The ability to create quality event reviews is a skill, yet one that can be acquired. Here we explore three simple tips to help you produce event summaries seamlessly.
In each case, an element of planning is needed. Don’t wait until after the event to consider the content of the review. Start amassing material from the second you arrive so that crafting it into a summary is easy.
Video is attractive for many reasons. Here are just some of these reasons to include it:
- It improves the engagement of an event review blog post when included early on;
- From the video, you can take a quote. We use a tool called Trint to obtain a transcript of the video clips;
- You already have everything you need to obtain a video. Read this post about using an iPhone to create a video.
Ask engaging presenters for a short video interview. These are 30-40 seconds in length. We use the same three questions every time.
- Who are you?
- Where are you?
- Why is this important?
We tweet our way through conferences. We start with a photo of the outside of the venue. We create a 30-second selfie video.
“Good morning and welcome to day 1 of the
xxxxxconference in xxxxx. Follow hashtag #xxxxxx.”
We try to tweet photos of each speaker, panel and pertinent slides. The quality is good enough when posted as tweets. We don’t use the images of slides but these can be added as lists within the event review summary. We capture short quotes from the speakers as tweets.
“The economic impact of the work you do cannot be overstated. I am extraordinarily impressed with your ingenuity, said Steven Del Duca, Minister of Economic Development and Growth in his opening keynote. “This is just the start of Ontario’s Medtech story.”
Why you ask? First, to catalogue a chronology of the event. Second, because publishing up to 10,000 tweets a year means we have become highly efficient in using it to build brand authority. Read what we learned from 10,000 tweets in 12-months here. Every tweet uses the event hashtag.
A day or so after the event, we can then search the event hashtag on Twitter, and we now have a complete record of the event from our own and others’ tweets. Drafting an event review becomes infinitely more manageable. There have been some occasions, where we have lifted a quote directly from a tweet. Or, we have included a screenshot of the tweet in a post.
The launch of e-readers failed to temper our inherent desire to read printed books. And, despite our shortening attention spans, we recognize those leaders who are well read. It has been rare to attend any conference and not hear at least one speaker recommend a book or white paper document.
It appears that including a picture of you holding a book is not an infringement of copyright. This makes it easier to add a picture of the book cover in your post. Taking a picture of the book from the internet, on the other hand, would not be acceptable.
Sometimes, we have asked a speaker why they have recommended a book, then included as an interview or quote in the review. Here is a post entirely about 7 Toronto Health Innovation Week reads.
Stitching it all together
With so much potential material to collate in summary, the task is to pick out a connecting thread.

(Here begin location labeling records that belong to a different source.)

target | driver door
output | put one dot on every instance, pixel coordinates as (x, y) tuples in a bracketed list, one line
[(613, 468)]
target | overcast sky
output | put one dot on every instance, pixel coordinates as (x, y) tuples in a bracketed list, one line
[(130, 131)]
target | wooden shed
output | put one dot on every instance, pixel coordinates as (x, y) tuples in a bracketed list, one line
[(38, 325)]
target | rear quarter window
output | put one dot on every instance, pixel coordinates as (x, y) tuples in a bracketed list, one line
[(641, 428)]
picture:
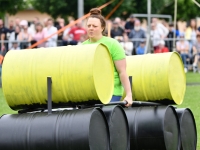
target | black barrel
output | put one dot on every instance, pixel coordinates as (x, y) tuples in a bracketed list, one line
[(153, 128), (187, 128), (118, 127), (66, 130)]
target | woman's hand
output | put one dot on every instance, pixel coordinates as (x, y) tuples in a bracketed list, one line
[(129, 100)]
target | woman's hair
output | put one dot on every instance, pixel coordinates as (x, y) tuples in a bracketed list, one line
[(96, 13), (195, 26), (38, 24)]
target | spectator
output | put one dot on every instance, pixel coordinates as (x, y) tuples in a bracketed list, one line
[(52, 41), (32, 29), (77, 32), (17, 21), (161, 48), (182, 46), (11, 26), (140, 50), (120, 22), (170, 35), (15, 46), (116, 31), (3, 37), (45, 22), (24, 35), (162, 29), (68, 38), (196, 54), (127, 45), (129, 24), (156, 35), (39, 35), (14, 36), (190, 33), (83, 38), (60, 26), (136, 33)]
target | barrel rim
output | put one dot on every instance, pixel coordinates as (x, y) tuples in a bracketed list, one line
[(182, 66), (106, 123), (189, 110), (178, 125)]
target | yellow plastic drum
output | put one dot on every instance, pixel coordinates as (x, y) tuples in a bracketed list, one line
[(157, 77), (79, 74)]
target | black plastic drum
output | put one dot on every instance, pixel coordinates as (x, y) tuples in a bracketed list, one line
[(118, 127), (153, 128), (187, 128), (65, 130)]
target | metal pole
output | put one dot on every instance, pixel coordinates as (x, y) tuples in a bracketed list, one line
[(175, 14), (149, 16), (148, 43), (80, 8), (49, 95)]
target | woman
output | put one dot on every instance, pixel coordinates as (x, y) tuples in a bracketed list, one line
[(182, 46), (196, 54), (190, 33), (14, 37), (39, 35), (95, 27), (24, 35)]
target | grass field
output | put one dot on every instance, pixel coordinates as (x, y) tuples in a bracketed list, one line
[(191, 100)]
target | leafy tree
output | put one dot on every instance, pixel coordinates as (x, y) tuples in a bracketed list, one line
[(64, 8), (186, 9), (11, 6)]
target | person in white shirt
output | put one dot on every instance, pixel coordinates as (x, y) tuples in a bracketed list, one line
[(52, 41), (164, 31), (156, 35)]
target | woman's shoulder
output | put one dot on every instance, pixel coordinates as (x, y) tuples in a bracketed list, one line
[(85, 42)]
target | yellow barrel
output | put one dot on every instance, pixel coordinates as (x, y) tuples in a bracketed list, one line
[(157, 77), (79, 74)]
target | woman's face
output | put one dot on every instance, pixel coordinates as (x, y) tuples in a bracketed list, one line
[(94, 28), (38, 28), (193, 23), (17, 29)]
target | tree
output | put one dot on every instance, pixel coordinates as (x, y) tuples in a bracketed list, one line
[(11, 6), (65, 8), (186, 9)]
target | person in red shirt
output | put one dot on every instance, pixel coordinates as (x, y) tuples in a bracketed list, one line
[(161, 48), (77, 32)]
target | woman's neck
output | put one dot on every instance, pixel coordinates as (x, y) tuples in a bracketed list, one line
[(93, 40)]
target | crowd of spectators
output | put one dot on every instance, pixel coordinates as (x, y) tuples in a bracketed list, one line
[(132, 35)]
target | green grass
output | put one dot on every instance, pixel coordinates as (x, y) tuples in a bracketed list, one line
[(191, 100)]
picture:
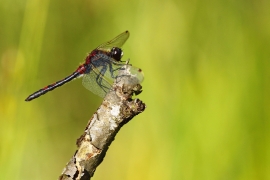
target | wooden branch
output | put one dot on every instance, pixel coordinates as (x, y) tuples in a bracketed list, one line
[(116, 110)]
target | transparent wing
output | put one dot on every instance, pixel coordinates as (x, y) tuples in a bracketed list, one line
[(101, 75), (118, 41)]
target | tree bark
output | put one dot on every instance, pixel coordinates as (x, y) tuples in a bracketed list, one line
[(117, 109)]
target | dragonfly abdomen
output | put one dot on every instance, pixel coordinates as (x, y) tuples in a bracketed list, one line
[(52, 86)]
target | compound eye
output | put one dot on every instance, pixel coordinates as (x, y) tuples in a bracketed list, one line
[(116, 53)]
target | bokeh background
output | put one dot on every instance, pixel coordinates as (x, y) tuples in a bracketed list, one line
[(206, 66)]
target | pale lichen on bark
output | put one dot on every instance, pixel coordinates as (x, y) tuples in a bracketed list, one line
[(117, 109)]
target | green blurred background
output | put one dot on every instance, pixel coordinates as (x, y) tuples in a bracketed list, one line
[(206, 66)]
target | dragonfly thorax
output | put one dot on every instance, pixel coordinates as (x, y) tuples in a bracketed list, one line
[(116, 53)]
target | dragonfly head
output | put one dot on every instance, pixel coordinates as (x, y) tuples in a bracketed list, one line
[(116, 53)]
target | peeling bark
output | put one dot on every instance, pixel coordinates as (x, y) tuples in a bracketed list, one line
[(117, 109)]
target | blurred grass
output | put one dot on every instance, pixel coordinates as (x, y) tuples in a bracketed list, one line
[(206, 66)]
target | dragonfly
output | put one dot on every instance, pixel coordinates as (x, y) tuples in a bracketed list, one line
[(98, 71)]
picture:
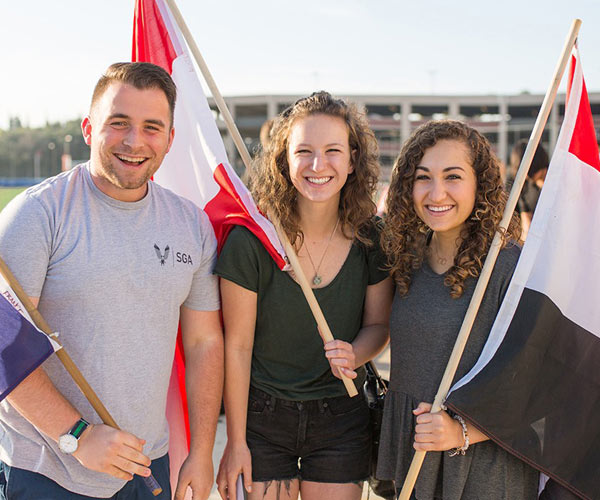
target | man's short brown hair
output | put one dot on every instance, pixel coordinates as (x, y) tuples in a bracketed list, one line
[(141, 76)]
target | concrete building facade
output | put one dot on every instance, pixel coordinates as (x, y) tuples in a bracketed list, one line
[(503, 119)]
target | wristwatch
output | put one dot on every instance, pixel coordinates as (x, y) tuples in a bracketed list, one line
[(68, 442)]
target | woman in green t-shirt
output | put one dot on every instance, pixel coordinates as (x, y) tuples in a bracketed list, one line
[(291, 426)]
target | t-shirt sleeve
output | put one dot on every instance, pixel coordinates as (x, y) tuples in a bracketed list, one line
[(375, 256), (239, 259), (204, 292), (26, 241)]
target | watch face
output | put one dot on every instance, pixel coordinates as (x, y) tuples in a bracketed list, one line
[(67, 443)]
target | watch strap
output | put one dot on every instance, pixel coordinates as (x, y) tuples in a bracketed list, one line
[(79, 427)]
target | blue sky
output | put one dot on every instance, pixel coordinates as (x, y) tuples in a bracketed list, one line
[(53, 52)]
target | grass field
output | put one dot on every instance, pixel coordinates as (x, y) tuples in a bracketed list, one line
[(7, 194)]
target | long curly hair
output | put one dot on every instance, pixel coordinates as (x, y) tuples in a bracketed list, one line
[(272, 187), (405, 237)]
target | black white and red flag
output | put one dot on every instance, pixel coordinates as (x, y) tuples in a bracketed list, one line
[(536, 387)]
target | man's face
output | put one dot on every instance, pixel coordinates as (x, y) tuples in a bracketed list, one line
[(129, 132)]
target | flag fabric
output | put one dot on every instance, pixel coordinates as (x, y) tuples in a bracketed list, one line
[(536, 388), (196, 168), (23, 347)]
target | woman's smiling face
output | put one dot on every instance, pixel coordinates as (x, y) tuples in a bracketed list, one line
[(444, 187), (319, 157)]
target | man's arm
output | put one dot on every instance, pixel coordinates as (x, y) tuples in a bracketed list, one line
[(203, 346), (101, 448)]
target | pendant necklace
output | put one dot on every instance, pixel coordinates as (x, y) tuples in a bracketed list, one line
[(317, 278), (441, 260)]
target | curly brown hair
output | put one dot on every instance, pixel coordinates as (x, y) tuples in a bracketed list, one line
[(272, 187), (405, 236)]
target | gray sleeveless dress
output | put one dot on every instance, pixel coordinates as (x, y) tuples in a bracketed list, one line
[(424, 326)]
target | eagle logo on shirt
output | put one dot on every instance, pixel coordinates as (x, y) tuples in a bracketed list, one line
[(162, 257)]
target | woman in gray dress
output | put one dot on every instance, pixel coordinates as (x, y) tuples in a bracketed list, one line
[(445, 203)]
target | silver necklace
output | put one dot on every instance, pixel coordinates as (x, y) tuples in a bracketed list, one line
[(440, 260), (317, 278)]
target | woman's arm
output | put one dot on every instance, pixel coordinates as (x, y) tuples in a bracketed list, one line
[(239, 318), (440, 432), (372, 337)]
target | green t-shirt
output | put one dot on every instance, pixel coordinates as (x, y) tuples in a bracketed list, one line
[(288, 359)]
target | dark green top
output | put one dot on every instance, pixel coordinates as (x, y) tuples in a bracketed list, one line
[(288, 360)]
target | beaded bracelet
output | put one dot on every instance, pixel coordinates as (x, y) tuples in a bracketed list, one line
[(462, 449)]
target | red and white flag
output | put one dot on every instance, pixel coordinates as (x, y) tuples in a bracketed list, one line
[(196, 168), (536, 387)]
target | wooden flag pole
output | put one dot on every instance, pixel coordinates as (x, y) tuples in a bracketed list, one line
[(67, 362), (245, 155), (490, 261)]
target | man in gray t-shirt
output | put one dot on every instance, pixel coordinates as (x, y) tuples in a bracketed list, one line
[(113, 262)]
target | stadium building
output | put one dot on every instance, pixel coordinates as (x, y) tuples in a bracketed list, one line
[(503, 119)]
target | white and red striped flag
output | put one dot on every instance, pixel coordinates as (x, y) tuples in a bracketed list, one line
[(536, 388), (196, 168)]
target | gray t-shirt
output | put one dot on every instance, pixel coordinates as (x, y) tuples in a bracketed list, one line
[(424, 325), (111, 277)]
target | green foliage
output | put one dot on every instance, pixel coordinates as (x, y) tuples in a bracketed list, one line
[(19, 146), (7, 194)]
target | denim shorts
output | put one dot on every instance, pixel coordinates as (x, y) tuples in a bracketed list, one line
[(323, 440)]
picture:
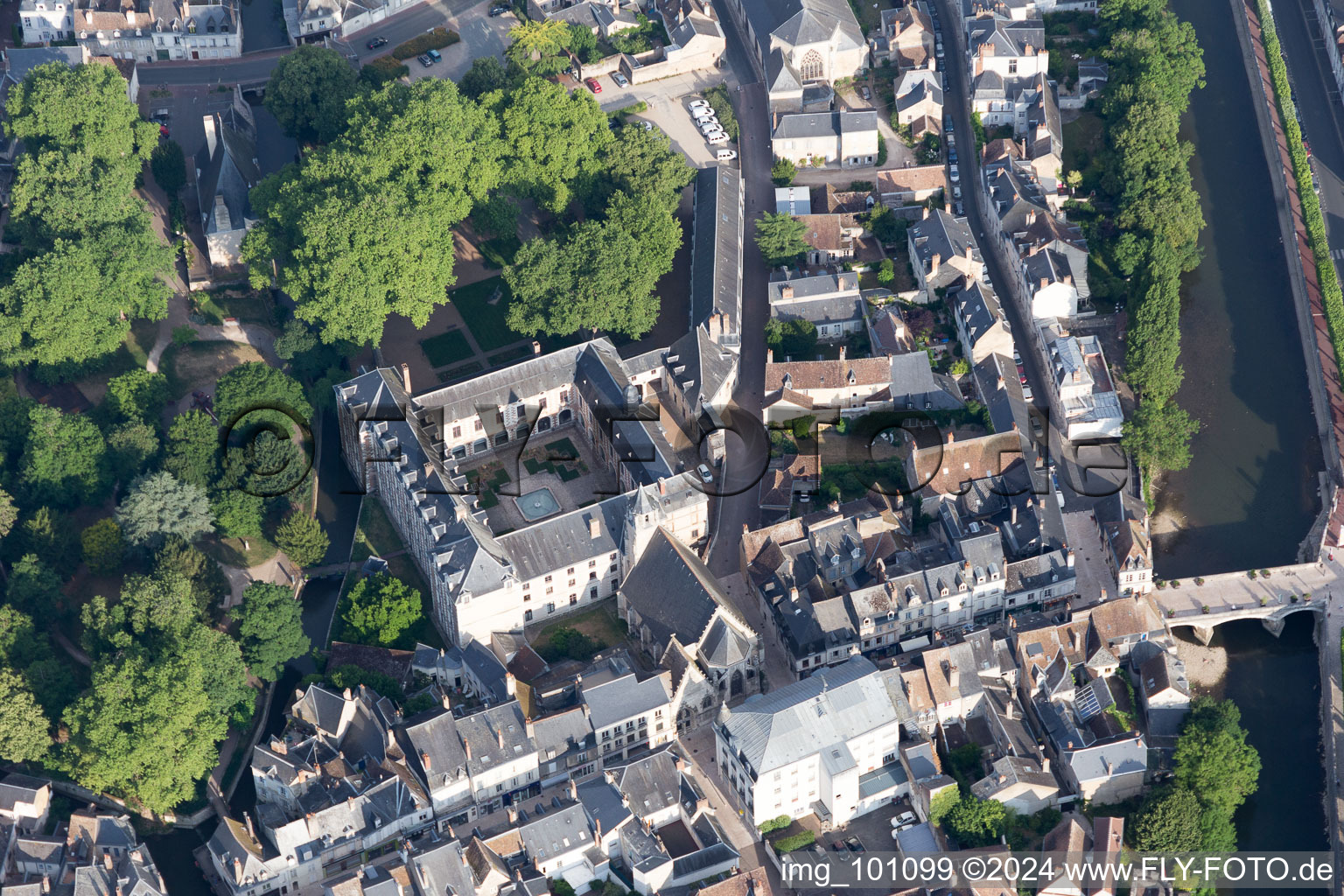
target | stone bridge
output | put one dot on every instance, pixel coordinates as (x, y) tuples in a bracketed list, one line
[(1269, 597)]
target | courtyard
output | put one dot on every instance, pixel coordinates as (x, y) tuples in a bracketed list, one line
[(559, 464)]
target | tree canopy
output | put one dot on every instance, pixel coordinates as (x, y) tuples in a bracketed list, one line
[(599, 276), (381, 609), (159, 506), (270, 629), (308, 92), (780, 238), (359, 228)]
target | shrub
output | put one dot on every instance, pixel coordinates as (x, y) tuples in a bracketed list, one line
[(436, 39), (797, 841)]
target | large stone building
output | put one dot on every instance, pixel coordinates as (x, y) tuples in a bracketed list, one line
[(802, 46), (145, 32)]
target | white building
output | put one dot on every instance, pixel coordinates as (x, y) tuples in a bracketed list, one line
[(814, 746)]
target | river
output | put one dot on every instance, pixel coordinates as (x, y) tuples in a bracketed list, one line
[(1249, 496), (1276, 682)]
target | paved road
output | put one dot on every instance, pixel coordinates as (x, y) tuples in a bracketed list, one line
[(746, 457)]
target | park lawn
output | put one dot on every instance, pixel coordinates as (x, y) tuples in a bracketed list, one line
[(375, 535), (599, 624), (200, 364), (446, 348)]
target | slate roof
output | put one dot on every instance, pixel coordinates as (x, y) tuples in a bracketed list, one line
[(812, 717), (717, 246), (626, 697), (669, 567)]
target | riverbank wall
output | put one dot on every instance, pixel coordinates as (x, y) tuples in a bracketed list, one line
[(1326, 403), (1318, 349)]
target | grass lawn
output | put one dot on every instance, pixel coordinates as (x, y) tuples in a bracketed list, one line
[(601, 624), (230, 551), (200, 364), (446, 348), (1082, 141), (375, 534)]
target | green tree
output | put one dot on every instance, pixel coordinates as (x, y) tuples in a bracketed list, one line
[(486, 75), (642, 163), (303, 539), (599, 276), (34, 589), (1213, 758), (270, 629), (381, 609), (144, 730), (780, 238), (24, 730), (132, 448), (1168, 822), (104, 547), (538, 47), (75, 301), (159, 506), (137, 396), (192, 453), (170, 167), (238, 514), (308, 92), (553, 138), (257, 386), (49, 535), (359, 228), (976, 822), (62, 461)]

We often write more than we publish and then delete sections that no longer support the emphasis of the story.
From attending the event, we have accumulated the following:
- A landscape image of the venue;
- A selfie video describing the event;
- One or more short video with presenters;
- A photograph of a panel of speakers;
- A chronical of tweets;
- Photos of pertinent slides;
- A recommended book;
- A list of website resources.
You have more than you need to craft an excellent summary. We always include hyperlinks to the organizations mentioned. Everything we ever publish has been edited repeatedly through both Grammarly and Hemingway Editor to ensure readability and accuracy. This post is written in plain-English.